Le livre de jeunesse, un patrimoine pour l'avenir

Christine Péclard

Ces deux journées de rencontres interprofessionnelles étaient organisées dans le cadre des manifestations célébrant les 70 ans de l’Heure Joyeuse, les 14 et 15 novembre 1994.

La première matinée intitulée Livres anciens pour la jeunesse et archives éditoriales : quel accès au patrimoine ? a permis de faire un état des lieux prometteur pour l’avenir. Les catalogues du Musée national de l’Éducation à Rouen et de la bibliothèque de l’INRP (Institut national de la recherche pédagogique), en cours de constitution, représenteront à terme, un outil sans équivalent pour la recherche. La bande dessinée et l’image ont également un centre national à Angoulême depuis 1990. Les collections privées étaient représentées par des libraires de livres anciens et un collectionneur.
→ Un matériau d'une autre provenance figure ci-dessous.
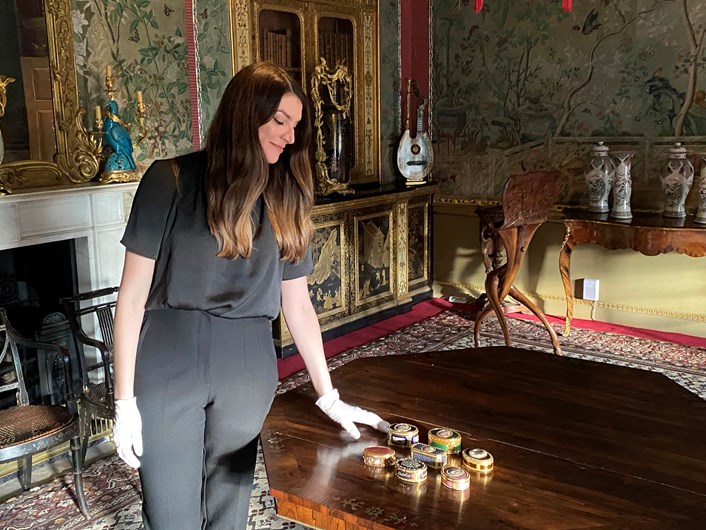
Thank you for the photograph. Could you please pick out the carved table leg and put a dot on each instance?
(565, 270)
A été souligné le manque de bibliographies de référence dans ce domaine. En ce qui concerne les archives d’éditeurs, l’IMEC (Institut de mémoire de l’édition contemporaine) est chargé, depuis 1989, de conserver, d’inventorier et de mettre en valeur le patrimoine qui lui est confié en dépôt.

Les historiens

L’après-midi était consacrée aux historiens de la littérature enfantine et à leurs méthodes. Ségolène Le Men et Annie Renonciat ont retracé la démarche utilisée pour l’élaboration de leurs différentes expositions. Jean-Yves Mollier (professeur à l’université de Versailles) et Gilles Ragache (auteur d’une thèse sur le livre de jeunesse sous l’Occupation) ont dénoncé la récupération idéologique de certains pans de la littérature de jeunesse. Annie Renonciat avait déjà fait émerger dans son exposition Livre mon ami, toute une littérature de propagande à l’usage des enfants éditée pendant les deux dernières guerres. Pour constituer son corpus, elle ne s’est pas contentée du fonds de l’Heure Joyeuse dans la mesure où il reflète les choix des bibliothécaires successifs. Nic Diament a adopté la démarche inverse pour réaliser son Dictionnaire des écrivains pour la jeunesse, considérant que le catalogue de l’Heure Joyeuse était un bon témoignage des livres prescrits à une certaine époque.

Les rééditions

Le lendemain, après une introduction de Jean Perrot sur les pratiques éditoriales en matière de réédition, Isabelle Nières s’est interrogée sur le public concerné par les rééditions. S’agirait-il de livres d’hier pour enfants d’aujourd’hui ou de livres pour adultes nostalgiques, chercheurs ou enseignants. ? Elle a déploré la subordination de l’image au texte qui condamne les illustrations d’un texte vieilli. Parmi les éditeurs, Pascale Gallimard (Calligram) et Paul Feustier (Circonflexe) ont parlé des « coups de cœur » qui sont à l’origine de leurs rééditions : le fonds ancien de l’Heure Joyeuse et les conseils de la Joie par les livres les aident à dénicher les chefs-d’œuvres oubliés, bien qu’ils ne reçoivent pas toujours l’accueil qu’ils méritent. Jacqueline Duhême a fait entendre la voix des illustrateurs ballottés d’éditeur en éditeur au cours de rééditions aléatoires.

Les sources

Le dernier après-midi tentait d’inventorier les sources pour l’histoire de la lecture au XXe siècle. Martine Poulain a évoqué les différentes enquêtes sur la lecture réalisées depuis 1960, en relativisant les enseignements que l’on peut en tirer. Vu les a priori implicites des commanditaires, on peut les considérer tout au plus comme un préalable qui donne les grandes tendances, les clivages sociaux. D’autre part, les différents sondages ne sont pas comparables d’un pays à l’autre, faute de bases communes. Enfin ces enquêtes quantitatives ne tiennent pas compte de l’évolution des modes d’appropriation de la lecture.

Jacqueline Gascuel s’est penchée sur les archives de l’ABF (Association des bibliothécaires français). La virulence de certaines correspondances contraste avec l’aspect feutré du Bulletin, tandis que Raoul Dubois soulignait l’importance du « patrimoine humain ».

Geneviève Patte et Viviane Ezratty ont rendu hommage au souci des bibliothécaires de l’Heure Joyeuse de conserver des traces de leur travail dans les rapports d’activités soigneusement rédigés. Leurs voix s’étant en partie éteintes, ce sont les seules traces qui subsistent de leur aventure de pionnières et de leur étonnante modernité.